Après un "Marius et Jeannette" qui
avait fait
connaître Robert Guédiguian et auquel j'avais été fort peu sensible, la
sortie de "Marie-Jo et
ses deux amours"
avait quelque peu changé la donne. Grave, sensible,
mélancolique,
le film semblait ouvrir une nouvelle voie dans la création très
"fermée" (toujours les mêmes acteurs, le même décor marseillais) du
réalisateur. Avec cette nouvelle histoire, la déception est aussi
majeure que brutale, malgré un thème de départ riche de promesses (les
illusions perdues, le regret d'être passé à côté de l'essentiel
désormais inaccessible, le poids des actions anciennes). Les héros sont
des truands, soit. Cela n'a jamais été un handicap à l'intérêt ou même
à la sympathie que l'on peut éprouver pour les drames qu'ils
traversent.

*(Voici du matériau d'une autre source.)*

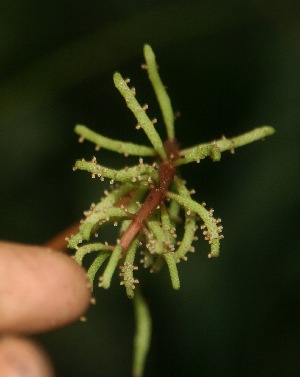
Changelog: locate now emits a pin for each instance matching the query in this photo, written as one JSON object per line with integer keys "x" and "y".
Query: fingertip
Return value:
{"x": 41, "y": 289}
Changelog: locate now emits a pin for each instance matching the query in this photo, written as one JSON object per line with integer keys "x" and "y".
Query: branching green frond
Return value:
{"x": 212, "y": 232}
{"x": 148, "y": 204}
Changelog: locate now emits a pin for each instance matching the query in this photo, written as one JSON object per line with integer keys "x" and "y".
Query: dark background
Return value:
{"x": 230, "y": 66}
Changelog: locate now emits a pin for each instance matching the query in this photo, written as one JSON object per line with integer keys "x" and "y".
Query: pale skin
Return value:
{"x": 40, "y": 289}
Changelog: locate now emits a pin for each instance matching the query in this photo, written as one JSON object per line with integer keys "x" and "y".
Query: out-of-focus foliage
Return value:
{"x": 229, "y": 67}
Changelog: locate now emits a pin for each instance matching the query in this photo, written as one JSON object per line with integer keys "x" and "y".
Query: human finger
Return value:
{"x": 39, "y": 289}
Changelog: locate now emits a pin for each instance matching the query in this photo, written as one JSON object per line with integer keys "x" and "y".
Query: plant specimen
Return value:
{"x": 147, "y": 203}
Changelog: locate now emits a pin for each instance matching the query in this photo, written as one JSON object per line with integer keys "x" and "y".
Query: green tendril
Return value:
{"x": 142, "y": 336}
{"x": 140, "y": 114}
{"x": 142, "y": 172}
{"x": 160, "y": 91}
{"x": 105, "y": 279}
{"x": 113, "y": 145}
{"x": 201, "y": 151}
{"x": 127, "y": 270}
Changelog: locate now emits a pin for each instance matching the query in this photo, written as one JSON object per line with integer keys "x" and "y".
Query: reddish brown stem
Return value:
{"x": 155, "y": 196}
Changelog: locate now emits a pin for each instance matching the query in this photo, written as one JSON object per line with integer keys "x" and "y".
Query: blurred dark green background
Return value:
{"x": 230, "y": 66}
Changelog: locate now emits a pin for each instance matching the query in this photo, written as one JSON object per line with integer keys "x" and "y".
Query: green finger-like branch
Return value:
{"x": 188, "y": 237}
{"x": 111, "y": 267}
{"x": 91, "y": 221}
{"x": 160, "y": 91}
{"x": 140, "y": 114}
{"x": 201, "y": 151}
{"x": 169, "y": 258}
{"x": 138, "y": 173}
{"x": 156, "y": 238}
{"x": 127, "y": 269}
{"x": 212, "y": 232}
{"x": 133, "y": 206}
{"x": 142, "y": 336}
{"x": 86, "y": 249}
{"x": 97, "y": 263}
{"x": 113, "y": 145}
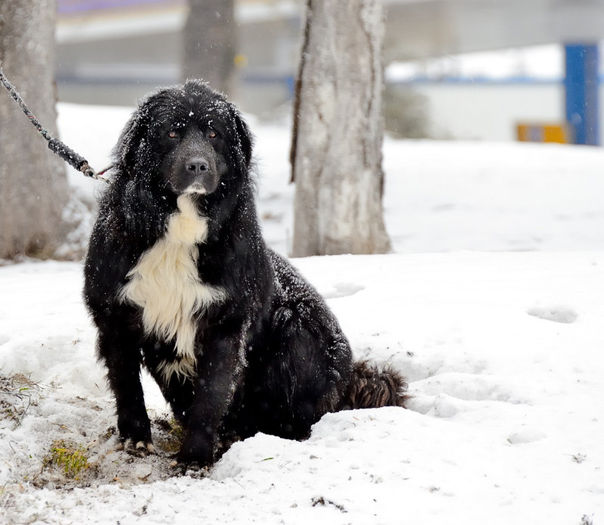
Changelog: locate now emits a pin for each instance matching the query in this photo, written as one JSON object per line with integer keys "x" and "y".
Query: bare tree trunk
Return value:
{"x": 33, "y": 183}
{"x": 338, "y": 131}
{"x": 209, "y": 43}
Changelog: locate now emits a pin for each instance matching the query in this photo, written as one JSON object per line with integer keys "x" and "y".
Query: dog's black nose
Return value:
{"x": 197, "y": 165}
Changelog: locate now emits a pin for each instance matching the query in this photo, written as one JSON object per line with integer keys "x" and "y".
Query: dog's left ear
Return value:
{"x": 244, "y": 136}
{"x": 130, "y": 138}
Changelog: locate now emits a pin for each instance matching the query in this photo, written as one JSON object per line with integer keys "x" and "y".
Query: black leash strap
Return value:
{"x": 55, "y": 145}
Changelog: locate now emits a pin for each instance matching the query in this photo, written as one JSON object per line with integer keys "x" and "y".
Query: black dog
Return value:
{"x": 178, "y": 278}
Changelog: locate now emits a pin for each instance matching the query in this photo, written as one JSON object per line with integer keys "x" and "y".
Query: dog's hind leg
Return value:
{"x": 306, "y": 375}
{"x": 122, "y": 358}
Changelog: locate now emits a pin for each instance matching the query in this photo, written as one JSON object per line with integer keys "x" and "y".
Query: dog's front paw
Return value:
{"x": 196, "y": 449}
{"x": 136, "y": 430}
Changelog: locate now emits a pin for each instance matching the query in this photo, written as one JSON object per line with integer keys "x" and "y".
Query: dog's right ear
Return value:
{"x": 131, "y": 138}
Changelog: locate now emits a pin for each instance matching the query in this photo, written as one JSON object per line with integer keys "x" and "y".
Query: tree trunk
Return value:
{"x": 209, "y": 43}
{"x": 33, "y": 183}
{"x": 338, "y": 131}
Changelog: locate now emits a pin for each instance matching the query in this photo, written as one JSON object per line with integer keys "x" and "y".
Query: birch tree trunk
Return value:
{"x": 33, "y": 182}
{"x": 338, "y": 131}
{"x": 210, "y": 42}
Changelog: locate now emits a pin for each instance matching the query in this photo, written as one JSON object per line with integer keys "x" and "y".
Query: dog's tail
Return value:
{"x": 372, "y": 387}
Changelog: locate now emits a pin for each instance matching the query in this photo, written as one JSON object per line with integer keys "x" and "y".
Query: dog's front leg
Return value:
{"x": 218, "y": 371}
{"x": 123, "y": 371}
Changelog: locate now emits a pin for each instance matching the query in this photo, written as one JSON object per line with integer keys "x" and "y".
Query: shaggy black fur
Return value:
{"x": 271, "y": 357}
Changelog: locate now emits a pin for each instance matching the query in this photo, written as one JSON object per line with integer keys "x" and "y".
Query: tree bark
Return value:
{"x": 210, "y": 42}
{"x": 338, "y": 131}
{"x": 33, "y": 182}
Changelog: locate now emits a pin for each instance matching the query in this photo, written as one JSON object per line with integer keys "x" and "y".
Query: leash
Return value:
{"x": 55, "y": 145}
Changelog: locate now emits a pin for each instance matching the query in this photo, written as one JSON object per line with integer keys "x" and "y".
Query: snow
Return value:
{"x": 491, "y": 306}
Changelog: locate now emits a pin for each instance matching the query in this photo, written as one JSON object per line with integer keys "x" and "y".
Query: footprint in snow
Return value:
{"x": 343, "y": 290}
{"x": 557, "y": 314}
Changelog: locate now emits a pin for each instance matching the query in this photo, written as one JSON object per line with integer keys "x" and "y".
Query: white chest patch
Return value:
{"x": 165, "y": 284}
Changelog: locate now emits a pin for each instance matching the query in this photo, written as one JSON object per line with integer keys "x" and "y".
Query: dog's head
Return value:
{"x": 188, "y": 139}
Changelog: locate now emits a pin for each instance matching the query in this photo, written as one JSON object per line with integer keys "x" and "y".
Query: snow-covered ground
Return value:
{"x": 491, "y": 306}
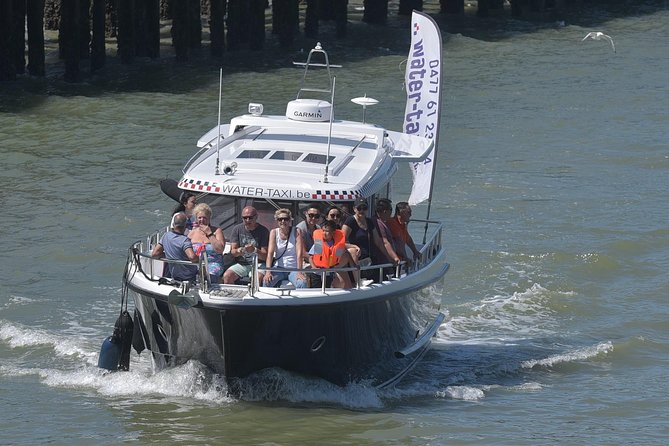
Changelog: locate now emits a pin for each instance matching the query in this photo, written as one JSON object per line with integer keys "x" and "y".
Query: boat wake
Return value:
{"x": 510, "y": 343}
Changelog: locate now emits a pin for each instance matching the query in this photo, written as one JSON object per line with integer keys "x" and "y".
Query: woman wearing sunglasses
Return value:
{"x": 285, "y": 251}
{"x": 312, "y": 218}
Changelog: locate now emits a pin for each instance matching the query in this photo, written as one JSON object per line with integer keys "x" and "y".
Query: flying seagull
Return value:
{"x": 596, "y": 35}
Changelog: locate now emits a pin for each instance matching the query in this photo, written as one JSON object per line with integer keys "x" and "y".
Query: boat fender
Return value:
{"x": 125, "y": 328}
{"x": 170, "y": 188}
{"x": 110, "y": 353}
{"x": 137, "y": 339}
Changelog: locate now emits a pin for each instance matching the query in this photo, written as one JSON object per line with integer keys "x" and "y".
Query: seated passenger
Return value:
{"x": 285, "y": 251}
{"x": 361, "y": 231}
{"x": 406, "y": 248}
{"x": 206, "y": 237}
{"x": 186, "y": 205}
{"x": 247, "y": 239}
{"x": 330, "y": 251}
{"x": 174, "y": 245}
{"x": 335, "y": 214}
{"x": 312, "y": 216}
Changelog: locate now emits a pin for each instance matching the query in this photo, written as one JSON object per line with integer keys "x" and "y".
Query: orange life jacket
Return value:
{"x": 326, "y": 256}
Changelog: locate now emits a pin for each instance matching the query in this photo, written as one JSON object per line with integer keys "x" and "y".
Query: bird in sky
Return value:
{"x": 597, "y": 35}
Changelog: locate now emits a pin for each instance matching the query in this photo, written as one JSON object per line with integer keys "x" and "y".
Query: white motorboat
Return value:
{"x": 372, "y": 331}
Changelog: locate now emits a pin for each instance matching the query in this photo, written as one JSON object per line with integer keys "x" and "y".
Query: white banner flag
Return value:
{"x": 423, "y": 85}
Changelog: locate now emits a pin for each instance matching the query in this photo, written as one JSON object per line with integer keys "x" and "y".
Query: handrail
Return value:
{"x": 427, "y": 253}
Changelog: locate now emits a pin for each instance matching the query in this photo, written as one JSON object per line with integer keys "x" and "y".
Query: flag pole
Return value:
{"x": 423, "y": 109}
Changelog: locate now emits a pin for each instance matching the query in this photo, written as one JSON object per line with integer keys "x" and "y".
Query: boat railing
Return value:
{"x": 382, "y": 271}
{"x": 153, "y": 268}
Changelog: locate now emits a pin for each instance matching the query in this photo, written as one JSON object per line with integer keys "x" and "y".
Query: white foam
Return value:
{"x": 503, "y": 319}
{"x": 17, "y": 336}
{"x": 279, "y": 385}
{"x": 18, "y": 300}
{"x": 576, "y": 355}
{"x": 465, "y": 393}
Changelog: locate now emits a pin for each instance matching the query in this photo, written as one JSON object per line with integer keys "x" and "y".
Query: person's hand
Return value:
{"x": 268, "y": 278}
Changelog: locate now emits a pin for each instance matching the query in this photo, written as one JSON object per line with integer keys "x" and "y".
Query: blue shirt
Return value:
{"x": 175, "y": 246}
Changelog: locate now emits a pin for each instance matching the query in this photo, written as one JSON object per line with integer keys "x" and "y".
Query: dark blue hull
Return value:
{"x": 339, "y": 342}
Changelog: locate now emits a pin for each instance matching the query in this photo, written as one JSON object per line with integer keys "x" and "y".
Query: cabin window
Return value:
{"x": 316, "y": 158}
{"x": 253, "y": 154}
{"x": 288, "y": 156}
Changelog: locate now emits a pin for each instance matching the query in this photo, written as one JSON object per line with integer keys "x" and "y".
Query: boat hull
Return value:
{"x": 340, "y": 342}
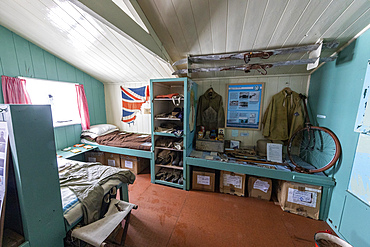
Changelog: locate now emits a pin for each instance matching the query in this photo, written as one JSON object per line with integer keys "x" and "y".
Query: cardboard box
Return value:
{"x": 204, "y": 179}
{"x": 111, "y": 159}
{"x": 232, "y": 183}
{"x": 134, "y": 164}
{"x": 302, "y": 199}
{"x": 93, "y": 156}
{"x": 260, "y": 188}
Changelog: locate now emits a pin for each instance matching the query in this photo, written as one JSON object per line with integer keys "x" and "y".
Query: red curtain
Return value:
{"x": 83, "y": 107}
{"x": 14, "y": 90}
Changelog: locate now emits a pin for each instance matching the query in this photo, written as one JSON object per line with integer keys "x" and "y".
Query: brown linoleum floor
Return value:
{"x": 173, "y": 217}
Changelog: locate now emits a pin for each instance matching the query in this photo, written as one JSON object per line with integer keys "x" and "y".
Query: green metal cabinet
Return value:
{"x": 33, "y": 152}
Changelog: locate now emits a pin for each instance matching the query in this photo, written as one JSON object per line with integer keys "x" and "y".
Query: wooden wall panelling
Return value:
{"x": 51, "y": 67}
{"x": 39, "y": 67}
{"x": 20, "y": 57}
{"x": 23, "y": 54}
{"x": 7, "y": 49}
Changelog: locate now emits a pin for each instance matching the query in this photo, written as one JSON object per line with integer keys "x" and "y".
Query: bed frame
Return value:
{"x": 33, "y": 156}
{"x": 126, "y": 151}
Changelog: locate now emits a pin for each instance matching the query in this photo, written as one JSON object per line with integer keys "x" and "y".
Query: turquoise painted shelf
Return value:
{"x": 327, "y": 183}
{"x": 180, "y": 186}
{"x": 166, "y": 134}
{"x": 182, "y": 86}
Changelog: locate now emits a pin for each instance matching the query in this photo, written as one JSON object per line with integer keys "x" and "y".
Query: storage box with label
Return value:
{"x": 203, "y": 179}
{"x": 135, "y": 164}
{"x": 302, "y": 199}
{"x": 93, "y": 156}
{"x": 210, "y": 145}
{"x": 260, "y": 188}
{"x": 111, "y": 159}
{"x": 232, "y": 183}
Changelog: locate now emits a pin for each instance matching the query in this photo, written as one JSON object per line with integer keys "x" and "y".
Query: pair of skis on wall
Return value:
{"x": 260, "y": 67}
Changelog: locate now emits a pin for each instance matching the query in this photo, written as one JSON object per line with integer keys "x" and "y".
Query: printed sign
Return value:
{"x": 234, "y": 180}
{"x": 306, "y": 198}
{"x": 205, "y": 180}
{"x": 261, "y": 185}
{"x": 244, "y": 104}
{"x": 129, "y": 164}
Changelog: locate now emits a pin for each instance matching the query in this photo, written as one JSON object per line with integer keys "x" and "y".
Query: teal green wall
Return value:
{"x": 335, "y": 91}
{"x": 18, "y": 57}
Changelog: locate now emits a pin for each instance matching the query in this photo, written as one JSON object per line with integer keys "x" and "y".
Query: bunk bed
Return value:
{"x": 108, "y": 138}
{"x": 37, "y": 212}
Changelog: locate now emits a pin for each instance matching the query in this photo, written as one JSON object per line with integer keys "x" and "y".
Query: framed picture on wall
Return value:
{"x": 244, "y": 105}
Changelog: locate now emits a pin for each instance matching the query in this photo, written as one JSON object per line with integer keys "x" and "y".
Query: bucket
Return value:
{"x": 325, "y": 239}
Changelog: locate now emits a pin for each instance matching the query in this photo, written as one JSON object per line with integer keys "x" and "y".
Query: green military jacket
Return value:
{"x": 283, "y": 116}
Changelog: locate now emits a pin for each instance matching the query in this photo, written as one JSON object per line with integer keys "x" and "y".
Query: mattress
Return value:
{"x": 125, "y": 140}
{"x": 83, "y": 186}
{"x": 72, "y": 208}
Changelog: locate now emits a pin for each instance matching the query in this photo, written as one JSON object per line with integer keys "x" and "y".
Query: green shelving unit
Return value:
{"x": 188, "y": 92}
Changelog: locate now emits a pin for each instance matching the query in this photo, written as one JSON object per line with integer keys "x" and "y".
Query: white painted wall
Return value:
{"x": 273, "y": 85}
{"x": 113, "y": 103}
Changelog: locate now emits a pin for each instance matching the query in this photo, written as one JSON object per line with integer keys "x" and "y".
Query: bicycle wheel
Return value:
{"x": 313, "y": 149}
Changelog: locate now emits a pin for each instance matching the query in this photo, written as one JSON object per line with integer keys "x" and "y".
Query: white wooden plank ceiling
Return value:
{"x": 184, "y": 27}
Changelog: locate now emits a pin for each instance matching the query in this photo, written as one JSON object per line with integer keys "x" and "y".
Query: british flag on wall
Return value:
{"x": 132, "y": 100}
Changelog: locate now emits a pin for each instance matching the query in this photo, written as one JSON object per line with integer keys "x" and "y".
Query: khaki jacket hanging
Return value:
{"x": 283, "y": 116}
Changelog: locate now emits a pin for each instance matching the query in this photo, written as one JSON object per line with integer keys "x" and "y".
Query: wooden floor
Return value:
{"x": 173, "y": 217}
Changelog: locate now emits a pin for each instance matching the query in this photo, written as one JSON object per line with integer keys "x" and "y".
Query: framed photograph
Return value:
{"x": 244, "y": 105}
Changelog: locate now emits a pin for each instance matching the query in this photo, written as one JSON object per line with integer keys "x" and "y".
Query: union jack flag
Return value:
{"x": 132, "y": 100}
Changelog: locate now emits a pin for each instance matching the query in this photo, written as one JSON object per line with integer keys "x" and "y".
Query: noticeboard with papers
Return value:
{"x": 244, "y": 105}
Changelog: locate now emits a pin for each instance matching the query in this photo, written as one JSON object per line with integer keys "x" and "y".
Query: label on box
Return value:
{"x": 306, "y": 198}
{"x": 205, "y": 180}
{"x": 275, "y": 152}
{"x": 91, "y": 159}
{"x": 111, "y": 163}
{"x": 129, "y": 164}
{"x": 234, "y": 180}
{"x": 261, "y": 185}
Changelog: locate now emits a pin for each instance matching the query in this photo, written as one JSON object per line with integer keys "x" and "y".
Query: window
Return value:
{"x": 60, "y": 95}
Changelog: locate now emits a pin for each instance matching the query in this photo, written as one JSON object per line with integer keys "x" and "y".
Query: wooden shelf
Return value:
{"x": 181, "y": 186}
{"x": 172, "y": 149}
{"x": 170, "y": 166}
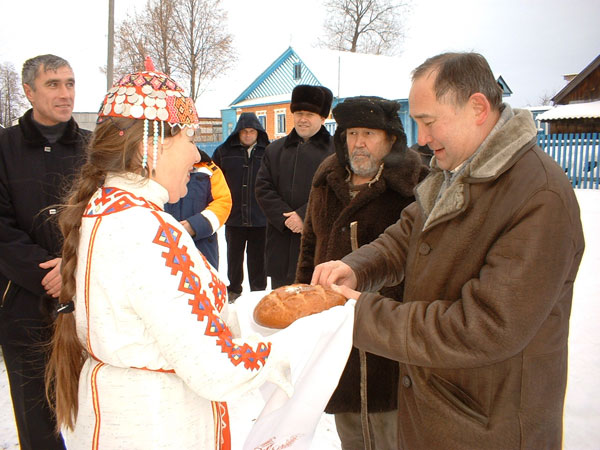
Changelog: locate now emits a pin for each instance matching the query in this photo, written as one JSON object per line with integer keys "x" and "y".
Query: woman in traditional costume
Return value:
{"x": 142, "y": 356}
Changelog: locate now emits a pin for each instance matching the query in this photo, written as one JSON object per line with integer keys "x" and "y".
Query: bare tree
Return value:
{"x": 12, "y": 99}
{"x": 185, "y": 38}
{"x": 131, "y": 46}
{"x": 365, "y": 26}
{"x": 205, "y": 49}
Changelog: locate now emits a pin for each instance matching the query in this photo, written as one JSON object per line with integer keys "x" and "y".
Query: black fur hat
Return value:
{"x": 316, "y": 99}
{"x": 369, "y": 112}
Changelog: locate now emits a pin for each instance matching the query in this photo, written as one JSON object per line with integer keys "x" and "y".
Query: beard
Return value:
{"x": 363, "y": 164}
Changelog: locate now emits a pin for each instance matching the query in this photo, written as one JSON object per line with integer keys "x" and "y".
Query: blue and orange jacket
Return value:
{"x": 206, "y": 206}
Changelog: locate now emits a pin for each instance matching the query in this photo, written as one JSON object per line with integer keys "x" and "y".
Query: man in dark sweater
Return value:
{"x": 37, "y": 158}
{"x": 239, "y": 157}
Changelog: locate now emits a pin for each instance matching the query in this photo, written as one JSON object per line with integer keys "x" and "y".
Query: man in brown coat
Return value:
{"x": 488, "y": 254}
{"x": 365, "y": 184}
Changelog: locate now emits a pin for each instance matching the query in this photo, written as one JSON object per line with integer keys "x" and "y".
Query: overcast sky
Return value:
{"x": 531, "y": 43}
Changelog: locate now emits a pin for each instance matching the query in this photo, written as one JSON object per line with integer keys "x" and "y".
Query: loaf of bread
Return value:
{"x": 286, "y": 304}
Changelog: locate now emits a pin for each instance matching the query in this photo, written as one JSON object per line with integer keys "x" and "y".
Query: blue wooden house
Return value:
{"x": 346, "y": 74}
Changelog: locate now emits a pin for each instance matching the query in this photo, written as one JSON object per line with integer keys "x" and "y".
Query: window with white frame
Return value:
{"x": 280, "y": 122}
{"x": 262, "y": 118}
{"x": 297, "y": 71}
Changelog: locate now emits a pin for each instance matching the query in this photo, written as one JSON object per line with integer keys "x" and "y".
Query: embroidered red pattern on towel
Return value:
{"x": 179, "y": 261}
{"x": 222, "y": 428}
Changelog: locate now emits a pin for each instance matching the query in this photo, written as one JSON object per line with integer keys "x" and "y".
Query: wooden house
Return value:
{"x": 346, "y": 74}
{"x": 577, "y": 106}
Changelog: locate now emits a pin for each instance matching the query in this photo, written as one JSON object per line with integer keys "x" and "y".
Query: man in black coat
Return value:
{"x": 239, "y": 157}
{"x": 37, "y": 159}
{"x": 285, "y": 176}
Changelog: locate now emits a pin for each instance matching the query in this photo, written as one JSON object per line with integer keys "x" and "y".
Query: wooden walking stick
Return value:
{"x": 364, "y": 418}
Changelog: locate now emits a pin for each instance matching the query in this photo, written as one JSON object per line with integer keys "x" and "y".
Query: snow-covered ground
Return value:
{"x": 582, "y": 408}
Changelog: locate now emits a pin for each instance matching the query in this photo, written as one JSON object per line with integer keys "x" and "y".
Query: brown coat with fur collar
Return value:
{"x": 326, "y": 236}
{"x": 488, "y": 273}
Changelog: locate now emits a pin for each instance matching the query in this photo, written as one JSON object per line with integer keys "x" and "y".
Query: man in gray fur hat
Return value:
{"x": 356, "y": 194}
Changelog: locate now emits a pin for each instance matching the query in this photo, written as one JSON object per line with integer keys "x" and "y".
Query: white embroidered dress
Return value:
{"x": 149, "y": 311}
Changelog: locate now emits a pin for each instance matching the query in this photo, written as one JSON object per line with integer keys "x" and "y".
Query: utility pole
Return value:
{"x": 111, "y": 43}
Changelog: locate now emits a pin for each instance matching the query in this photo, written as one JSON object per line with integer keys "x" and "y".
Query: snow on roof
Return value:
{"x": 350, "y": 74}
{"x": 281, "y": 98}
{"x": 587, "y": 110}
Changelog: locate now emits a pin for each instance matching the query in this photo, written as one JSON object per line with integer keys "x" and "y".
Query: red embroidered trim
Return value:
{"x": 96, "y": 402}
{"x": 113, "y": 200}
{"x": 179, "y": 261}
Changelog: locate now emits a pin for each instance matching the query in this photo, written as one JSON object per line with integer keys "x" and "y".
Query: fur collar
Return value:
{"x": 497, "y": 154}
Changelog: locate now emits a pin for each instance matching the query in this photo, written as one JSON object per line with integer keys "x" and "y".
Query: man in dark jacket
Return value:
{"x": 37, "y": 159}
{"x": 284, "y": 179}
{"x": 240, "y": 157}
{"x": 488, "y": 254}
{"x": 356, "y": 194}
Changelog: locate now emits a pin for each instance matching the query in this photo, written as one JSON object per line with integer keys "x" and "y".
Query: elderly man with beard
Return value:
{"x": 356, "y": 194}
{"x": 488, "y": 254}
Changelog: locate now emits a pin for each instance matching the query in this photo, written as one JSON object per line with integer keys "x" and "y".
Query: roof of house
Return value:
{"x": 587, "y": 110}
{"x": 575, "y": 81}
{"x": 347, "y": 74}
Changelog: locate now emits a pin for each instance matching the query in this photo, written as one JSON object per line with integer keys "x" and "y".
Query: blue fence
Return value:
{"x": 577, "y": 154}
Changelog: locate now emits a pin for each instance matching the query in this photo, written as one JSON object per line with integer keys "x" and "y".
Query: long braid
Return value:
{"x": 111, "y": 150}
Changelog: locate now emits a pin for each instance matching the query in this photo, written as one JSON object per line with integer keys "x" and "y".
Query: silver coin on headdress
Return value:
{"x": 132, "y": 98}
{"x": 162, "y": 114}
{"x": 137, "y": 111}
{"x": 150, "y": 113}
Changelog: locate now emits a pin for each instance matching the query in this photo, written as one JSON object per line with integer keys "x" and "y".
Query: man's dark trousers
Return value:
{"x": 252, "y": 240}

Il suffit d'évoquer le souvenir de David Aaronson (Robert de
NIro) dans "Il était
une fois en Amérique" ou de Carlito Brigante (Al Pacino) dans
"L'impasse",
pour s'en convaincre. Ici, le scénario réussit l'exploit de rendre le
trio non seulement étranger à notre compassion, mais encore
profondément déplaisant, voire antipathique. A l'exception (très
ponctuelle, hélas !) de François, aucun des personnages, engoncés dans
leurs frustrations, regrets, souvent à la limite de l'autisme, ne
réussit à rendre touchante une tragédie qui, sur le papier, promettait
beaucoup. Gérard Meylan, qui n'a jamais été un foudre
d'extériorisation, atteint un niveau d'inexpressivité maximal. S'il est
des cas où l'ellipse, le suggéré, les non-dits, sont générateurs de
tension émotionnelle, ce n'est assurément pas le cas ici ! De plus, la
narration semble avancer avec difficulté, cherchant ses repères
laborieusement. Cerise sur le gâteau, si l'on peut dire, certains des
rares dialogues sont, comme c'est assez souvent le cas dans les films
français, difficilement audibles et, pour faire "branché" sans doute,
une musique agaçante intervient lorsque l'on souhaiterait le
silence... Que ce soit dans l'histoire, les personnages, la conduite du
récit, il est bien difficile de trouver des éléments provoquant un
début d'enthousiasme. Une déception quasi totale !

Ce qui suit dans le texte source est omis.